Someone recently remarked in a Facebook group for people with service dogs that she likes it when people tell her she doesn't look disabled. They will ask her if she is training her service dog, and when she says no, he is her service dog, they seem surprised and say that she doesn't look disabled. I have the same experience of people asking if I am training Isaac and sometimes they tell me I don't look disabled, but I don't like it.
She said it makes her feel good because she doesn't want to look disabled.
It's not that I want to look disabled, exactly. What does "disabled" look like, anyway? But I am disabled. I want to look like me. I want to look like myself. I want to look like who I am.

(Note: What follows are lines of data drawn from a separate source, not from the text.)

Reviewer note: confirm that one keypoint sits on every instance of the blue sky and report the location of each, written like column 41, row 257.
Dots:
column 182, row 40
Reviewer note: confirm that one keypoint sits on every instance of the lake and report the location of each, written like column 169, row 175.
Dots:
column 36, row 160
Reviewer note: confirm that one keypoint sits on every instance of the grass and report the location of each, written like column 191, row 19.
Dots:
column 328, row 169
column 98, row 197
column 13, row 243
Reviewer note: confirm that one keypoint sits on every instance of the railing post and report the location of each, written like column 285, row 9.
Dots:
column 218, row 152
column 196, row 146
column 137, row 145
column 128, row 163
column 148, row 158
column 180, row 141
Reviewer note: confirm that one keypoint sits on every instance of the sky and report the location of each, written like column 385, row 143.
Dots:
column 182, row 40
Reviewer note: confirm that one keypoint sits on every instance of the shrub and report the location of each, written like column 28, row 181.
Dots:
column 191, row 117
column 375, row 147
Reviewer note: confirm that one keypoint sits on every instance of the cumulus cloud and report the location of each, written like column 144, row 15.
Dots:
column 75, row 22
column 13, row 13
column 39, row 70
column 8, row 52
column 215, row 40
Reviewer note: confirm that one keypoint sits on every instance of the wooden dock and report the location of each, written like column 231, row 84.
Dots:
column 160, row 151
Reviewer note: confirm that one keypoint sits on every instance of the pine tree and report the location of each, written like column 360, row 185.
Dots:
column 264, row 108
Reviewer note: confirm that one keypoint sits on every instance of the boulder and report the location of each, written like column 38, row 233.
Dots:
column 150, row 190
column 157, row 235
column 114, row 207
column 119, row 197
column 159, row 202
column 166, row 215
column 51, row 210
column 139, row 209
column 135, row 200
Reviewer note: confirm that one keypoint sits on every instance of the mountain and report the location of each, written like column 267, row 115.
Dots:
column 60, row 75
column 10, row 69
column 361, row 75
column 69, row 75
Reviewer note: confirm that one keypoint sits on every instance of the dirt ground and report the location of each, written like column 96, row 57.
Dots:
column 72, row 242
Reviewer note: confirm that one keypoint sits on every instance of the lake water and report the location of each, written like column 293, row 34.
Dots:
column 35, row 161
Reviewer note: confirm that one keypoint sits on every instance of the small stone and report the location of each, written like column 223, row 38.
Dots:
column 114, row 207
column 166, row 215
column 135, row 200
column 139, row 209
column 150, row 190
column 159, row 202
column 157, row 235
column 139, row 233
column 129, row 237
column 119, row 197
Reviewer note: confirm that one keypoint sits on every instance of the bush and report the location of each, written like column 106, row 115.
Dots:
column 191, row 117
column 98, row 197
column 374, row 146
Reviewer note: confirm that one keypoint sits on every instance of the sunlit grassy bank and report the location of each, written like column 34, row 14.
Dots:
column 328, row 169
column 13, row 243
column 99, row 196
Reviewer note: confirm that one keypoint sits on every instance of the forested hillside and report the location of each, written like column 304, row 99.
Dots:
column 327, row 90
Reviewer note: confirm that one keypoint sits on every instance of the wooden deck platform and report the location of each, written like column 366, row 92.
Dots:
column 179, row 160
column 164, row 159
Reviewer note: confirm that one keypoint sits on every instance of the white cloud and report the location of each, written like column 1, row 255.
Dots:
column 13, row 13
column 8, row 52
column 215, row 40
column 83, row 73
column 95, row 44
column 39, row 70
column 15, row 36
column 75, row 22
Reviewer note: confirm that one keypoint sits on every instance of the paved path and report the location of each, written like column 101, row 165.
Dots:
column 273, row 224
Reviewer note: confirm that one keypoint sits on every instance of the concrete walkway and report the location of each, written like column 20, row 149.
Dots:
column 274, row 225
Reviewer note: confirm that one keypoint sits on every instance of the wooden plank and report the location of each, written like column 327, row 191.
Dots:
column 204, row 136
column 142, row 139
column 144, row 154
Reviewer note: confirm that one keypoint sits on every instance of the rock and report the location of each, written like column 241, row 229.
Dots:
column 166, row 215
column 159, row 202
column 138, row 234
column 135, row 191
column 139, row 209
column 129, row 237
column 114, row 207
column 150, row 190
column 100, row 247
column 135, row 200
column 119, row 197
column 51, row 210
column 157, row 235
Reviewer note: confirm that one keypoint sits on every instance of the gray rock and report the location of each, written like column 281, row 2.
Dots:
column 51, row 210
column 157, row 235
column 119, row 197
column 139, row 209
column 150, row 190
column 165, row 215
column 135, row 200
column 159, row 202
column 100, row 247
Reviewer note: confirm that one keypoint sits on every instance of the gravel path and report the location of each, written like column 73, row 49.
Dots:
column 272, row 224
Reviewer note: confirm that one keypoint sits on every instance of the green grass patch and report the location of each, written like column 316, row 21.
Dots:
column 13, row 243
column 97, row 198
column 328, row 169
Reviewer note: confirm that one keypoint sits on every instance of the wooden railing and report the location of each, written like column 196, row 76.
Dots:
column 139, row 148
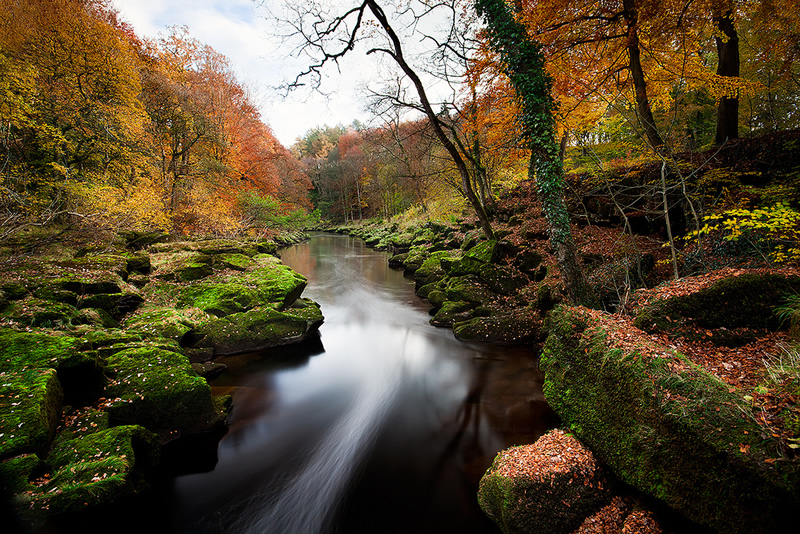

But beyond that. What's wrong with looking disabled? I think people don't want to "look disabled," whatever that means, because they think looking disabled as well as being disabled are "bad" things. People sometimes say "you don't look disabled" like it's a compliment, not only because they think "looking disabled" would be a bad thing and therefore an insult, they think being disabled is a bad thing.
But I don't think it's a bad thing to be disabled. Sometimes it's a hard thing. A challenging thing. A frustrating thing. But none of that means it's a bad thing to be. And it's not hard or challenging or frustrating all the time, and a lot of the challenges and frustrations come not from the actual disability but from the society in which we live, which is not very accessible or welcoming.
I don't mind if people know I am disabled. And maybe that's what "looking disabled" is all about. If you "look disabled," people will know.
Anyway. Maybe I don't look disabled. But I am. And it's not a compliment to tell me I don't look like it.